Platform skip in body Convert to it.skip / pytest.mark.skipif / //go:build !windows with a skip reason.
Loop without exit assertion Assert on the collected results after the loop.

Gate: preservation of regression-detection power. Test-count delta > 0 is acceptable (splits produce more tests).

Example

Before

it('parses trailing JSON', () => {
  try {
    parse('{ "a": 1 } garbage');
  } catch (e) {
    expect(e.message).toMatch(/trailing/);
  }
});

After

it('rejects trailing garbage after JSON value', () => {
  expect(() => parse('{ "a": 1 } garbage')).toThrow(/trailing/);
});

The original test passed silently if parse returned normally; the catch block was never reached and no assertion was checked. Moved to a throw matcher that verifies the exception and that one was raised.
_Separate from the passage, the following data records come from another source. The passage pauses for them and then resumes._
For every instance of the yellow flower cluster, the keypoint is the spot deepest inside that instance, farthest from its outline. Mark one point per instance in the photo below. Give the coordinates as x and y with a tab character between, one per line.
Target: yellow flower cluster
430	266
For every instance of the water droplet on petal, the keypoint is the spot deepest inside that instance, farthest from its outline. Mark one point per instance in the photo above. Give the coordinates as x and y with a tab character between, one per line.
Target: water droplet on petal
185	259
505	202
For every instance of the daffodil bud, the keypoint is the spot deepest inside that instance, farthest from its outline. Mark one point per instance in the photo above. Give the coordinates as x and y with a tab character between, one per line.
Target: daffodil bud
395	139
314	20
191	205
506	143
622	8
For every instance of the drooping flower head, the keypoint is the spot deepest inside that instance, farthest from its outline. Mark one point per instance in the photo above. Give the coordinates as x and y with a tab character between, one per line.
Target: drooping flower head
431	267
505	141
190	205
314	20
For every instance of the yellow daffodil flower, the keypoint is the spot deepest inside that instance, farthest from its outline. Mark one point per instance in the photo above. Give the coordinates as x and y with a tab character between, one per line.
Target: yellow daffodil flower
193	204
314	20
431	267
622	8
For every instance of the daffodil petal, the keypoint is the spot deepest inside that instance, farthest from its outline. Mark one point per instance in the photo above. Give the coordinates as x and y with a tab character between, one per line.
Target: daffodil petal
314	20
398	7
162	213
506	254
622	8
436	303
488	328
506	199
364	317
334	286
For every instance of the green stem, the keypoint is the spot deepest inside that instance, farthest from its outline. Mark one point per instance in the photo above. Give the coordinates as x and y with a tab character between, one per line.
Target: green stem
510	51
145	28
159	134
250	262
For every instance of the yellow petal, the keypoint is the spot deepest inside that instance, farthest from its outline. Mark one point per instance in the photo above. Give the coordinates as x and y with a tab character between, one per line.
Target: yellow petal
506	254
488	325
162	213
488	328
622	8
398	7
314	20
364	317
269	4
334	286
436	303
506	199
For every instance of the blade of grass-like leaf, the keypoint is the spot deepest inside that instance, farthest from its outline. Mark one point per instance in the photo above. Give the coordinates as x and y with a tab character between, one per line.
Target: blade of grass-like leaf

  • rotten-green — cousin; conditional-logic is "has an assertion but skips it on some paths", rotten-green is "has no assertion at all".
  • vacuous-assertionif-gated weak checks overlap.

Polyglot notes

Every runner has a throw matcher and a skip mechanism; the transforms are mechanical per-runner lookups. The detection (IfStatement in test body, try-without-fail-after) is AST-level and polyglot via tree-sitter / ast-grep.